Former federal prosecutor Andy McCarthy wrote,

“The judge should order the [Southern District of New York’s] Biden-appointed U.S. attorney, Damian Williams, to provide the court, immediately, with affidavits detailing communications with the media from every prosecutor, FBI agent, and support staffer who is either involved in the investigation or has had access to the items seized from the current or former PV officials.”

He added, “Judge Torres should ask that Attorney General Merrick Garland immediately refer the matter to Justice Department inspector general Michael Horowitz for a thorough investigation of how the search-warrant information came to be transmitted to the Times.”

Legacy media outlets like the New York Times like to claim that O’Keefe is not a journalist, yet it is the Times facing a defamation lawsuit. In fact, the lawsuit has already been heard by a federal judge, who allowed that lawsuit to move forward after finding sufficient evidence that the Times may have been motivated by “actual malice” and acted with “reckless disregard” in its coverage of Project Veritas.

It is also the Times that is potentially receiving illegally leaked information from the FBI regarding a person and organization they are in a legal battle with and publishing it. It is also the Times that published President Donald Trump’s stolen tax returns, which is a crime.

Why Project Veritas had Ashley Biden’s diary is unknown, but what seems clear is that the FBI is targeting a political opponent and using the might of the Justice Department to not only silence and intimidate a journalist, but to execute a personal vendetta. The Chinese government did something very similar earlier this year in Hong Kong when it raided the offices of Apple Daily and forced it to shut down, something that greatly distressed most free press advocates. If the FBI had done this against the Washington Post or the Boston Globe, the mainstream media would have been having a fit, but in this case they’re not. Why? Because the target is Project Veritas, which exposes truths and corruptions they would prefer to be kept quiet.

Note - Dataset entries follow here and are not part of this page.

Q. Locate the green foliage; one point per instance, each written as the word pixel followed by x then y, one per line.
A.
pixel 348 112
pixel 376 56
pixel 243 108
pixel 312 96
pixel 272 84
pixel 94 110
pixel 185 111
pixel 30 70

Those applauding the jackbooted tactics of the government should remember that permitting this type of behavior in any form will allow for later abuses against all press outlets. Perhaps one day the New York Times itself will post something Big Government doesn’t like — but when the homes of its reporters and editors are raided and the contents leaked to others for nefarious purposes, who will be left to speak up for the Times?